俺に、剣の技術は皆無だ。この力を持っていた奴は剣の技術が凄すぎたということを流れ込んできた記憶の中に含まれていたが、もちろんそんな技術は俺に付与してはいない。
つまり、この剣だけでどうにかできるということだ。
「つっても、どうすりゃいいんだ?」
俺は顔を顰めて、静かに剣を見つめる。
答えが出てきたら飛び跳ねるくらい嬉しいのだが、そんなご都合主義みたいなことは起こらない。
どうにするって言ったんだ。どうにかするしかないよな。
俺は覚悟を決めて、剣の楽園の中を駆ける。
「遅いよ!」
クロエが叫ぶと、高速で飛んできた炎によって、俺に腕は吹き飛んだ。
しかし、剣を持っている手ではなかったのが幸いして、剣は落としてはいない。
「グッ」
痛みを我慢しつつ、俺は次弾を受けないように横に飛んだ。
ホント、どうすればいいんでしょうね。近づけなければ剣で切ることもできないぞ?
……いや、剣で切って怪我をさせたら元も子もない。じゃあ、この力必要なくね!?
この力の使い方に困惑している間にも、クロエは俺の息の根を止めるために躍起になって炎を飛ばしてくる。
「炎じゃ、ダメ! 雷!!」
「……マジ?」
今度はクロエの手のひらから、雷が光の速さで飛んでくる。
こんなの、よけられるの?
無論、よけられるわけがなく俺は心臓を物理的に射抜かれた。
あー、うん。AEDを意識があるときにやると、きっとこうなるんだろうな。
そんな感想を胸に、痺れている体を無理やり動かした。
「先輩! 私も手助けに――」
「来るな!!」
「え?」
「神崎は来るな。お前はマジで死んじまう。でも、俺なら死なねぇからよ、やっとここに立っていられるんだ」
「わ、私は、足でまといなんかじゃないですよ!」
「そうは言ってねぇだろうが! 無駄死にするなって言ってんだよ! それくらい察しろ!!」
攻撃の嵐を犠牲を伴いながらも避け続けながらも、神崎のそう伝える。
こんな中に、神崎を入れるわけには行かない。一瞬であの世に行っちまうよ。
だが、確かにこのまま攻撃されていてもジリ貧だ。いつかはこっちがやられちまう。クソッ、一体どうすれば……。
考えろ。弱者は考えるんだ。思考を止めるな。
今、俺には何ができる? 最善の行動は一体何だ?
俺に、何ができるんだ?
「これで、どう!?」
「なっ……ちっ!」
俺の目の先に、雷が届き当たりそうになる一瞬、体が動いた。
まるで、見切っていたかのように俺の腕は剣を握り、的確に雷の中心を切り裂いた。
結果、俺に雷は当たっていなかった。
なんだ? 何が起きた? 今の一瞬、俺は何をしたんだ?
「動きが早くなった!? なら、これで!!」
今度は目にも止まらぬ何かを飛ばしてきたらしい。しかし、それも俺の攻撃によって切り裂かれた。

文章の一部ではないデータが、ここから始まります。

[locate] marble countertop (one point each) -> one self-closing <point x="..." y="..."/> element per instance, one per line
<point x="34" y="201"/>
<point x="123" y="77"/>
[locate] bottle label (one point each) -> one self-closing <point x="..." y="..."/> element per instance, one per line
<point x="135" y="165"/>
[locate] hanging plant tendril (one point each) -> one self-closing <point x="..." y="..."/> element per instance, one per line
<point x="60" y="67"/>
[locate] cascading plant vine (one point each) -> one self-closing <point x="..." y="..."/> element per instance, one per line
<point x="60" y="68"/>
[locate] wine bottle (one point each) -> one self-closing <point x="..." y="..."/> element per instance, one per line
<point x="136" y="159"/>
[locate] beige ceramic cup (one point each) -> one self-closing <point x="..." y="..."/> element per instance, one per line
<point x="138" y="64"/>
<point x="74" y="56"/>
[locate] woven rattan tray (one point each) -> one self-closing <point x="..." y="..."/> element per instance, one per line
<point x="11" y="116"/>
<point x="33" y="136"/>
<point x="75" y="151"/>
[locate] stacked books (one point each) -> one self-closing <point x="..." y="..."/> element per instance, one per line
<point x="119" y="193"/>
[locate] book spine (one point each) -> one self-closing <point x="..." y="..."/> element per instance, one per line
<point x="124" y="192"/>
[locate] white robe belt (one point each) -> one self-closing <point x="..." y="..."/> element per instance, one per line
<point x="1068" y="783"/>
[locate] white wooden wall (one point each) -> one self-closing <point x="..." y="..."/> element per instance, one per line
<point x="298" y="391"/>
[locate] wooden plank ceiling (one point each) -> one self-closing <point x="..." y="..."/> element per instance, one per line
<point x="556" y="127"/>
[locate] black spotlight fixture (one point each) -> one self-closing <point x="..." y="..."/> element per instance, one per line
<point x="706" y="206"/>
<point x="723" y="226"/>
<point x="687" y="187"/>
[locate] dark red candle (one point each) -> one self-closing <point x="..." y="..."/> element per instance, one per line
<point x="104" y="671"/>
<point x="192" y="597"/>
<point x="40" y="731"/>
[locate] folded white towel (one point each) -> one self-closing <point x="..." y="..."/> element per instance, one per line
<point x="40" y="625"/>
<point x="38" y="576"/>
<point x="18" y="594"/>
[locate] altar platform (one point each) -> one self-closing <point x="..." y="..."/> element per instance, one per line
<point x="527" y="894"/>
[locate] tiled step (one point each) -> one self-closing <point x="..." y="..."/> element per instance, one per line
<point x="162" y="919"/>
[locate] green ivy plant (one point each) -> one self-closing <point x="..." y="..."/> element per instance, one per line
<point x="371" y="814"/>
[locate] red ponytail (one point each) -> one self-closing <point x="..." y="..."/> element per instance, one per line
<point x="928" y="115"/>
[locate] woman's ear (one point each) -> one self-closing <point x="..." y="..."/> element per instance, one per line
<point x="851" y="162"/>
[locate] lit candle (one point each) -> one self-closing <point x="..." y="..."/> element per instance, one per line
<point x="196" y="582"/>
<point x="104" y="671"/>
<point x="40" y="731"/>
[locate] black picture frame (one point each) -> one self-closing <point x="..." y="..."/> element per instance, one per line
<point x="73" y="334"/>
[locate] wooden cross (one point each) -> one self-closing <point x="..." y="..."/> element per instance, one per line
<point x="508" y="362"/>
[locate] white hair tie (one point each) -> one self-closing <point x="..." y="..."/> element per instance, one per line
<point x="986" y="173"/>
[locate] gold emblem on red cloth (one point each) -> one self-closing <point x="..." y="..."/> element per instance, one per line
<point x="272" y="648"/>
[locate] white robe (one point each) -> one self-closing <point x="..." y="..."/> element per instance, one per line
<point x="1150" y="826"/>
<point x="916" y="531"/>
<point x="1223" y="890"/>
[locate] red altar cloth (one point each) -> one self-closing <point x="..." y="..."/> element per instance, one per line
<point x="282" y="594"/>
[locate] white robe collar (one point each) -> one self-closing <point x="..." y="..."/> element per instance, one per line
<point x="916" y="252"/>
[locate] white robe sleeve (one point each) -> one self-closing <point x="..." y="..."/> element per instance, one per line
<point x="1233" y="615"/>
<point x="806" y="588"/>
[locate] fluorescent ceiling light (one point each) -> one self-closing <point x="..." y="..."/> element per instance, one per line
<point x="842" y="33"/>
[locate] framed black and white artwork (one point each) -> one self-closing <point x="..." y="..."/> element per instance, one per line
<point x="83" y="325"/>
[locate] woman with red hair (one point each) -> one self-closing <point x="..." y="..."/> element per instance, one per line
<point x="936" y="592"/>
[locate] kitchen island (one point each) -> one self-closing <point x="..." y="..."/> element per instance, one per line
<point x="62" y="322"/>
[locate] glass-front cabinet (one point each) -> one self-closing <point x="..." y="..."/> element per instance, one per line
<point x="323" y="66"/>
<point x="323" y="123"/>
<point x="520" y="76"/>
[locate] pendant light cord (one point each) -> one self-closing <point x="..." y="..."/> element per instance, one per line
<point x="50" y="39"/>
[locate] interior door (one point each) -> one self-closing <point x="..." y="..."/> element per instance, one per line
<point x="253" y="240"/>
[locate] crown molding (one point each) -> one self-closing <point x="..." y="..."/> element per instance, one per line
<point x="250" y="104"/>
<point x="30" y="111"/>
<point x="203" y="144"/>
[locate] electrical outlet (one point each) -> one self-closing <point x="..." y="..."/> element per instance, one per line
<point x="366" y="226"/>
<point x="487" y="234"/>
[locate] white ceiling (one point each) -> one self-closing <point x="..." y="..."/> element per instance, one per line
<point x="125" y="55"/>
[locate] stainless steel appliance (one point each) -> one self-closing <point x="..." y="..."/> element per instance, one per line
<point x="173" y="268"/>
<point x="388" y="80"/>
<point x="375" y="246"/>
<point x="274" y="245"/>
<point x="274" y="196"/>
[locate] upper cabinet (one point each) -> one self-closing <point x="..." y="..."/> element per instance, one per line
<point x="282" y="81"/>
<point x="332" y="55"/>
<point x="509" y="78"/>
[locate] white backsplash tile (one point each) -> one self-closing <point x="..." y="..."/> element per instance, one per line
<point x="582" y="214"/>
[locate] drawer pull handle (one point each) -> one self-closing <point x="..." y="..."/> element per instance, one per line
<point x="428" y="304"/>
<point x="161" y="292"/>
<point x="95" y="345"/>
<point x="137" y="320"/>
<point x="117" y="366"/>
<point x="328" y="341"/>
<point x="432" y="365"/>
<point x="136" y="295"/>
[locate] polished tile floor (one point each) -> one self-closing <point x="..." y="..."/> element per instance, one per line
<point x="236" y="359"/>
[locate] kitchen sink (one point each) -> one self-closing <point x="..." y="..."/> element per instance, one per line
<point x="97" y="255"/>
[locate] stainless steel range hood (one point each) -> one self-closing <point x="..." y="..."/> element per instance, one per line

なんだ? 体が勝手に動いてる? いや、剣の扱い方を覚えてる?
そんな馬鹿な。俺は生まれてこの方、剣なんて持ったことないんだぞ?
……いや、いやいやいや? 今の体は、俺の記憶と磯崎京介という主人公の記憶から成っている。なら、体の記憶も継承しているということか?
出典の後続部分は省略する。